RENCONTRE AVEC LES ÉVÊQUES INVITÉS À LA RENCONTRE MONDIALE DES FAMILLES

DISCOURS DU SAINT-PÈRE

Séminaire Saint-Charles-Borromée, Philadelphie
Dimanche 27 septembre 2015

[Multimédia]


 

Chers frères Evêques, bonjour,

Je porte, gravées dans mon cœur, les histoires, la souffrance et la douleur des mineurs dont des prêtres ont abusé sexuellement. Le fait que des personnes qui étaient chargées de la protection affectueuse de ces enfants les aient violés et leur aient porté de graves préjudices continue de me couvrir de honte. Je le regrette profondément. Dieu pleure. Les crimes et les péchés des abus sexuels sur des mineurs ne peuvent être maintenus plus longtemps sous secret, je m’engage à la vigilance zélée de l’Eglise pour protéger les mineurs et je promets que tous les responsables rendront compte. Les survivants d’abus sont devenus de véritables hérauts d’espérance et des ministres de miséricorde ; humblement, nous devons, à chacun d’eux et à leurs familles, de la gratitude pour l’immense courage qu’ils ont de faire briller la lumière du Christ sur le mal de l’abus sexuel sur mineurs. Et cela, je le dis parce que je viens de rencontrer un groupe de personnes qui ont subi des abus dans l’enfance, qui sont aidées et accompagnées ici à Philadelphie avec une affection spéciale par l’archevêque, Monseigneur Chaput, et il nous est apparu nécessaire de vous le communiquer.

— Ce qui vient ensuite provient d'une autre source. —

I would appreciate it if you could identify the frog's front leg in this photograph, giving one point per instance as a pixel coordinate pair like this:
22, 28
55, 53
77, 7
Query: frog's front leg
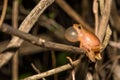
96, 51
91, 55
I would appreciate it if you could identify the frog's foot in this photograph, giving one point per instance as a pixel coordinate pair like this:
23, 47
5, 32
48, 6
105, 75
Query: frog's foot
91, 56
98, 56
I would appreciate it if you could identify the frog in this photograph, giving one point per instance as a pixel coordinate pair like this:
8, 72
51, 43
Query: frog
89, 42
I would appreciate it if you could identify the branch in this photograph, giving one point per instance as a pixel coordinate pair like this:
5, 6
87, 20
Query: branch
3, 12
72, 13
25, 26
39, 41
52, 71
104, 19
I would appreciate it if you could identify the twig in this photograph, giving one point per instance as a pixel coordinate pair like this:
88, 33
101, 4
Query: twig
25, 26
37, 70
104, 20
39, 41
95, 11
15, 62
72, 13
3, 12
52, 71
54, 63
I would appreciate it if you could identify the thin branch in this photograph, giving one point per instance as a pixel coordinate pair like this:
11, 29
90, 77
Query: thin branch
3, 12
25, 26
39, 41
72, 13
95, 11
52, 71
15, 60
104, 20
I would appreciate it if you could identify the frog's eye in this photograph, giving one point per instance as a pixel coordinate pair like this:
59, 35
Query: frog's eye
79, 26
71, 34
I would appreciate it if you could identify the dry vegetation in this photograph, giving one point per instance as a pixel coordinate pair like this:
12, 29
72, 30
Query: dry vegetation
33, 45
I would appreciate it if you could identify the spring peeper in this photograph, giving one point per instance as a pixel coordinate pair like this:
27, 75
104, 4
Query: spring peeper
89, 42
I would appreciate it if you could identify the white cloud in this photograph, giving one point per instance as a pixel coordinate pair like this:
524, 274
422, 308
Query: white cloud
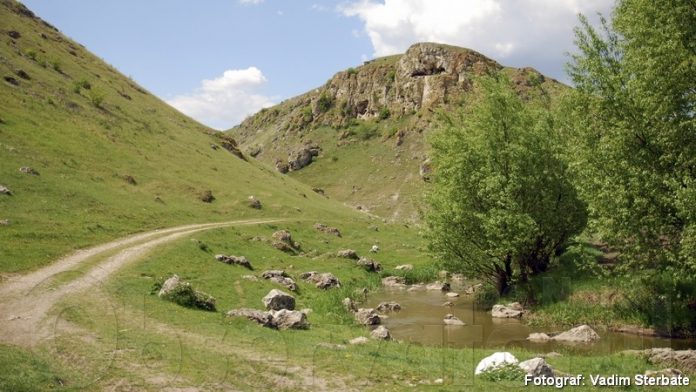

Je suis heureux d’avoir l’occasion de partager ces moments de réflexion pastorale avec vous, dans le cadre joyeux et festif des célébrations de la Rencontre Mondiale des Familles. Je parle en espagnol, parce qu’on m’a dit que vous comprenez tous l’espagnol.

En effet, pour l’Eglise, la famille n’est pas principalement un motif de préoccupation, mais plutôt la confirmation de la bénédiction de Dieu sur le chef d’œuvre de la création. Chaque jour, partout dans le monde, l’Eglise a des raisons de se réjouir avec le Seigneur du don de cet immense peuple de familles qui, même au milieu des épreuves les plus dures, garde les promesses et conserve la foi !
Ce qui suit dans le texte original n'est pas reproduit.